A drug interaction is a reaction between two (or more) drugs (called a drug-drug interaction) or between a drug and a food or beverage (called a drug-food interaction). An existing medical condition can make certain drugs potentially harmful (called a drug-condition interaction). For example, taking a nasal decongestant if you have high blood pressure may cause an unwanted reaction.
Medicines help us feel better and stay healthy. But drug interactions can cause problems by reducing or increasing the action of a medicine or causing adverse (unwanted) side effects.
Are drug interactions a problem for people with HIV?
Treatment with HIV medicines (called antiretroviral therapy or ART) helps people with HIV live longer, healthier lives. But drug interactions, especially drug-drug interactions, can complicate HIV treatment.
Drug-drug interactions between HIV medicines are common, and may reduce or increase the concentration of an HIV medicine in the blood. This can make the affected HIV medicine less effective, or increase levels that also increase the risk of side effects.
Drug-drug interactions between HIV medicines and other medicines may make hormonal birth control less effective. Women using hormonal contraceptives may need to use an additional or different method of birth control to prevent pregnancy.
Can drug-food interactions and drug-condition interactions affect people with HIV?
Yes, the use of HIV medicines can lead to both drug-food interactions and drug-condition interactions.
Food or beverages can affect the absorption of some HIV medicines and increase or reduce the concentration of the medicine in the blood. Depending on the HIV medicine, the change in concentration may be helpful or harmful. Instructions for HIV medicines affected by food specify whether to take the medicine with or without food. (HIV medicines not affected by food can be taken with or without food.)
Pregnancy is a condition that can affect how the body processes HIV medicines.
Because of pregnancy-related changes, dosing of an HIV medicine may change during different stages of pregnancy. But pregnant women should always consult with their health care providers before making any changes to their HIV regimens.
How can I avoid drug interactions?
Tell your health care provider about all prescription and non-prescription medicines you are taking or plan to take. Also tell your health care provider about any vitamins, nutritional supplements, and herbal products you take.

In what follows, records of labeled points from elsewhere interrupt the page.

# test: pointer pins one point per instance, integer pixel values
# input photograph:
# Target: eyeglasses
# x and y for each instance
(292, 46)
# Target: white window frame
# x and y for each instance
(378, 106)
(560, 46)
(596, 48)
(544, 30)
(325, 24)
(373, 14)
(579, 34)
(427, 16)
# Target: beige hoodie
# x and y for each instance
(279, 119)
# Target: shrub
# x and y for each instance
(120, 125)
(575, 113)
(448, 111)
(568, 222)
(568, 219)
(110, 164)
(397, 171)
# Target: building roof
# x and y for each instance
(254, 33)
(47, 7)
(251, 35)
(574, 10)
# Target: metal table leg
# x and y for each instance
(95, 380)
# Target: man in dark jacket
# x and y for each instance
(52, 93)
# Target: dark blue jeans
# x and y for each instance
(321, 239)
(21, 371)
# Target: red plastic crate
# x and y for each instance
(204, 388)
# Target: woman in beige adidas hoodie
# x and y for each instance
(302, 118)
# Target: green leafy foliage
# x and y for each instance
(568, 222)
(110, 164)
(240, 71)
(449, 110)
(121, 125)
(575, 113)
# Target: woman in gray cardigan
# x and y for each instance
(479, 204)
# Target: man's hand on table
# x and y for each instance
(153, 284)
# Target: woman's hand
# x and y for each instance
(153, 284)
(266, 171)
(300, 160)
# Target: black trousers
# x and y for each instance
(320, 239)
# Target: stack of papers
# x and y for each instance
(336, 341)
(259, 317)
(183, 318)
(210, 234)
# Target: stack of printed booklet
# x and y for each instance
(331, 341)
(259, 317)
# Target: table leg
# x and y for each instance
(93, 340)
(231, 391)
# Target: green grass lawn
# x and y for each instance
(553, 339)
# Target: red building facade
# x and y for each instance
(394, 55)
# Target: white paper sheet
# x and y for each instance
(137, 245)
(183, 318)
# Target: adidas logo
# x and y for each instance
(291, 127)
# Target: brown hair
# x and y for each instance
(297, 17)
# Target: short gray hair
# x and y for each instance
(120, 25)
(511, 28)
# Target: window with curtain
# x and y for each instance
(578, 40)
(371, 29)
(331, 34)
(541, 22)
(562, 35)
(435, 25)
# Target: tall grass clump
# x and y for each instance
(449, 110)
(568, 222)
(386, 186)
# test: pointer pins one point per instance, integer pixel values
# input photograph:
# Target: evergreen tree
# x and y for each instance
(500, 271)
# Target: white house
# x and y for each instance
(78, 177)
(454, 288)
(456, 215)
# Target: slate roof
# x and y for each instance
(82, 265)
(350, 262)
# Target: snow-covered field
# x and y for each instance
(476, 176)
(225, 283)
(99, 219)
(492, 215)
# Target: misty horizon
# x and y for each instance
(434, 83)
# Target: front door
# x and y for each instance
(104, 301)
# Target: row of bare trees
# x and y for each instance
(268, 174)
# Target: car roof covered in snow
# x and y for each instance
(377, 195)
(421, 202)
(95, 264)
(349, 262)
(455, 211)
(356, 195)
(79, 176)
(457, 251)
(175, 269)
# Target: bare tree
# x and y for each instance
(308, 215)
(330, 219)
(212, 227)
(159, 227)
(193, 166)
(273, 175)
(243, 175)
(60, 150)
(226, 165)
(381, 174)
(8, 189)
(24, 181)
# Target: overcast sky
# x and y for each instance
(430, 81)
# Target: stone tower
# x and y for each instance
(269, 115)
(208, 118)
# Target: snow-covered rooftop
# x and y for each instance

Before taking a medicine, ask your health care provider or pharmacist these questions:
- How should I take the medicine?
- While taking the medicine, should I avoid any other medicines or certain foods or beverages?
- Can I take this medicine safely with the other medicines that I am taking? Are there any possible drug interactions I should know about? What are the signs of those drug interactions?
- In the case of a drug interaction, what should I do?
Take medicines according to your health care provider’s instructions. Drug labels and package inserts include important information about possible drug interactions. Tell your health care provider if you have any side effect that bothers you or that does not go away.